Cluster SNPs with HDBSCAN and identify haplotypes
Source:R/run_hdbscan_haplotyping.R
      run_hdbscan_haplotyping.Rdrun_hdbscan_haplotyping() performs HDBSCAN clustering of SNPs in region of interest to identify marker groups. Individuals are classified by haplotype combination based on shared combinations of marker group alleles.
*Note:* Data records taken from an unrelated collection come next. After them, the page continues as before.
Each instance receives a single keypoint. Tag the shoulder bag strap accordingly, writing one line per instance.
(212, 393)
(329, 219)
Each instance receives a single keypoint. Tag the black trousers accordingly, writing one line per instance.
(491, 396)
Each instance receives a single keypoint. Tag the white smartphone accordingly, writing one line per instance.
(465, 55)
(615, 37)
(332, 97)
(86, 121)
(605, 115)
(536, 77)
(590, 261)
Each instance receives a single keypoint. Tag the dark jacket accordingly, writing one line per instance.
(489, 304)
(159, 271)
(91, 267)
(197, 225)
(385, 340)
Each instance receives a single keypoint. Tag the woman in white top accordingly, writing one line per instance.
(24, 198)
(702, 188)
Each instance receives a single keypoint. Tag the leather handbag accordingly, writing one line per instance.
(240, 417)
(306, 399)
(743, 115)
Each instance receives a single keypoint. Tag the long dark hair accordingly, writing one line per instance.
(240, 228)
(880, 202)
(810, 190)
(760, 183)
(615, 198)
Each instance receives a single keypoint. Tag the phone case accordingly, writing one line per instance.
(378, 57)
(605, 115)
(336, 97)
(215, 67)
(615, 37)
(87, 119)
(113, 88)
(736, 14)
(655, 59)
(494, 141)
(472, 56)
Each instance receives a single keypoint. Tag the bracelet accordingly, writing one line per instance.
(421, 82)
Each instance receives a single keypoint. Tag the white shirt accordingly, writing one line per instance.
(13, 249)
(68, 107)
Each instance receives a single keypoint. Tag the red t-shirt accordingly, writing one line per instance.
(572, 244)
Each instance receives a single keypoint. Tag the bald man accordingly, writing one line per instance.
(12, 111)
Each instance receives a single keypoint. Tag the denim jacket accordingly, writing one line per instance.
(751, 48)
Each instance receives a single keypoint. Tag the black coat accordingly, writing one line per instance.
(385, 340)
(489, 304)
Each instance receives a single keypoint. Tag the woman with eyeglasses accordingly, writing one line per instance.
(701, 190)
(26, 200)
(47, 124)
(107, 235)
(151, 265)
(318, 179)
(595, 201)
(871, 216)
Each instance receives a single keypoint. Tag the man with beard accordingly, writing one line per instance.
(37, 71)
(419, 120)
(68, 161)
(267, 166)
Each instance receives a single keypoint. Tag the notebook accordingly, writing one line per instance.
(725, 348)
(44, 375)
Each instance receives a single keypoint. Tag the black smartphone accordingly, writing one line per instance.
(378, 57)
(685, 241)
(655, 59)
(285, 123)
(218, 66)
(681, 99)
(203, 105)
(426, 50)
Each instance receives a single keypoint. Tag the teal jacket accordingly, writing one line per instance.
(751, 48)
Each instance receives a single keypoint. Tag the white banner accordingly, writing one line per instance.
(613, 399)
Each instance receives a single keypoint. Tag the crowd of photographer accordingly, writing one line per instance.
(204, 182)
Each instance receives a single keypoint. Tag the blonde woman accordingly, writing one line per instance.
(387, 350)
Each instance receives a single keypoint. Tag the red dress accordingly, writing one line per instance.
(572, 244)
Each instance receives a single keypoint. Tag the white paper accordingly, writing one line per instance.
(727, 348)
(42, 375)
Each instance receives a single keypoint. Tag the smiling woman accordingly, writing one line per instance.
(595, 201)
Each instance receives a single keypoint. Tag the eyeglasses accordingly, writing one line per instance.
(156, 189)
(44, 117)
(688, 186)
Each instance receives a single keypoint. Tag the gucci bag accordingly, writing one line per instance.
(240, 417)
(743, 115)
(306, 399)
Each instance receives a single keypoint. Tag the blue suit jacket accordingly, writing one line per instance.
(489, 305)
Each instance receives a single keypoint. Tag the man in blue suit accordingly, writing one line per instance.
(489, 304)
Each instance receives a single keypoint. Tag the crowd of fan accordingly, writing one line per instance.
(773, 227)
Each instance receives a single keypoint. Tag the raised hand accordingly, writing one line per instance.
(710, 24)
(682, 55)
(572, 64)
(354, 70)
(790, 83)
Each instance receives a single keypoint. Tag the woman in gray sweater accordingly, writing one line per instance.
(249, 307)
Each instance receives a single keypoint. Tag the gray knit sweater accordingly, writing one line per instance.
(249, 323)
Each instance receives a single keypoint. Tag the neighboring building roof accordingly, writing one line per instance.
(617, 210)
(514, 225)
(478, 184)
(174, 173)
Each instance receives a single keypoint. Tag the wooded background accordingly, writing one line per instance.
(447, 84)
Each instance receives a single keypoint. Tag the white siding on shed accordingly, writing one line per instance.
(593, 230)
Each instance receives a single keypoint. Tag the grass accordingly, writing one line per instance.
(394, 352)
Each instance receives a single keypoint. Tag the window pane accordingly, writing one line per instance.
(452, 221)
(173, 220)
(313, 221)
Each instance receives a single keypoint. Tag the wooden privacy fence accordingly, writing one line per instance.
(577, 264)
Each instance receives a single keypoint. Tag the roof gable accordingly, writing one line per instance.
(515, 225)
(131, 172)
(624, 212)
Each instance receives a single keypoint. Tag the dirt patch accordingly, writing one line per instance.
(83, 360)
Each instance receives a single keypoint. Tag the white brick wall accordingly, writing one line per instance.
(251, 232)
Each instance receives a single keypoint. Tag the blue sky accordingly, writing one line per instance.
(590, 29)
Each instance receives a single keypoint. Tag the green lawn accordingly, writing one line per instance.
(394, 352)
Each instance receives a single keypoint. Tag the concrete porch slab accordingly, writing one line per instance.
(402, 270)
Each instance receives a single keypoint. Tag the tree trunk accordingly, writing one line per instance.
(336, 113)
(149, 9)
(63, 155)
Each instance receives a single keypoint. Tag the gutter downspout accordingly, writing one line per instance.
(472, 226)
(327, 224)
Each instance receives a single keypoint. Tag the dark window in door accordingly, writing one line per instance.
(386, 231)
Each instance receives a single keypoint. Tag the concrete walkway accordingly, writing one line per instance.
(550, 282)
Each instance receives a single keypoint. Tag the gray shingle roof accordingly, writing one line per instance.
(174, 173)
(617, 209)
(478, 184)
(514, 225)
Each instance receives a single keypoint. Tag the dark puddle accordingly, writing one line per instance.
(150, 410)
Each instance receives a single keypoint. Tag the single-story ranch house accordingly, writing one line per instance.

Returns a comprehensive haplotyping object (HapObject), which can be visualized with reference to phenotype and metadata using crosshap_viz() (set epsilon to 1 as a dummy value).
Usage
run_hdbscan_haplotyping(
  vcf,
  LD,
  pheno,
  MGmin,
  minHap = 5,
  hetmiss_as = "allele",
  metadata = NULL,
  keep_outliers = FALSE
)Arguments
- vcf
- Input VCF for region of interest. 
- LD
- Pairwise correlation matrix of SNPs in region (e.g. from PLINK). 
- pheno
- Input numeric phenotype data for each individual. 
- MGmin
- Minimum SNPs in marker groups, MinPts parameter for DBscan. 
- minHap
- Minimum nIndividuals in a haplotype combination. 
- hetmiss_as
- If hetmiss_as = "allele", heterozygous-missing SNPs './N' are recoded as 'N/N', if hetmiss_as = "miss", the site is recoded as missing. 
- metadata
- Metadata input (optional). 
- keep_outliers
- When FALSE, marker group smoothing is performed to remove outliers.